Días tristes y fríos en febrero

Gonzalo Trasbach
Gonzalo Trasbach (IN)SOMNIUM

BARBANZA

30 ene 2018 . Actualizado a las 05:00 h.

Febrero es el mes más corto. Y también el de las efímeras flores amarillas de las mimosas. Tiene días luminosos, pues la luz recorta tiempo a la oscuridad. Pero tiene otros fríos, tristes y lúgubres. Viene a tu memoria un 11 de febrero de 1963. Tenías 14 años. Corría el peor y más frío invierno de Londres desde el año 1813.

Los trenes y camiones estaban paralizados, las centrales eléctricas habían dejado de funcionar, los electricistas estaban en huelga, las tuberías se helaban y solo era posible bañarse en agua caliente en casas de calefacción central. En aquellos tiempos, en la capital inglesa los fontaneros eran más caros que el salmón ahumado y el caviar. El gas fallaba casi constantemente, como el sistema nervioso de la mayoría de la gente, especialmente de los más débiles y necesitados.

Entonces, Sylvia Plath (Boston, 1932-Londres, 1963) ya estaba muy mal. Su soledad en aquel momento era semejante a la que había sentido con la muerte de su padre. Aunque ya había sufrido en sus carnes los efectos de la psiquiatría norteamericana, había accedido al tratamiento de un psicoterapeuta. Mas cuando este llegó a su residencia del barrio de Primrose, donde ya había habitado en los buenos tiempos de su estancia en Inglaterra, llevaba dos días muerta.

Aquella noche, tras pedirle unos sellos al vecino que vivía abajo, subió a su piso. Sobre las seis de la mañana se levantó y dejó pan con mantequilla y leche en el cuarto de sus dos hijos. Cerró la puerta y la ventana de la cocina, sellando bien las rendijas con toallas, abrió el horno, metió la cabeza y giró la espita del gas. El olor era espantoso cuando la hallaron caída de bruces al mediodía de aquel funesto 11 de febrero.

En el último mes completo de su vida, Sylvia había coronado el grupo final de poemas de Ariel -así también era el nombre de su caballo preferido cuando había vivido en Devon con su marido, el asimismo poeta Ted Hughes-, poemas que tienen una cosa en común: habían sido escritos sobre las cuatro de la madrugada. Dicen algunos que su suicidio había sido un intento (fallido) de salir del desesperado callejón sin salida en que la había situado su propia poesía.

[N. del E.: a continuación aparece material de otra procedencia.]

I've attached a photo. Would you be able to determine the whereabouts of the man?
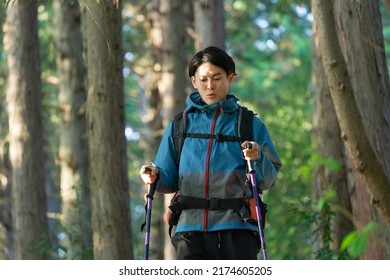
[140,46,281,259]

Según un crítico literario que estuvo cenando con ella la última noche, su cabellera exhalaba un olor ocre, como de un animal. Hacía poco tiempo que se había publicado su última novela La campana de cristal, aunque no llevaba su nombre sino el de Victoria Lucas. La escritora Mary Ellman dice que se trata de una novela de poeta: «Casi un fichero de estrofas, cada episodio breve, frágil, como en una cápsula».

La rubia americana decidió marcharse del inhóspito mundo después de mirar de frente a ese misterio mortal que pone en acción los cuerpos. En la helada mañana en que se fue, una nota de un rotativo londinense informaba de que un hombre anónimo había encontrado en una casa vacía del elegante barrio de Hampstead un papel escrito con esta curiosa nota: «¿Por qué suicidarse? ¿Por qué no?».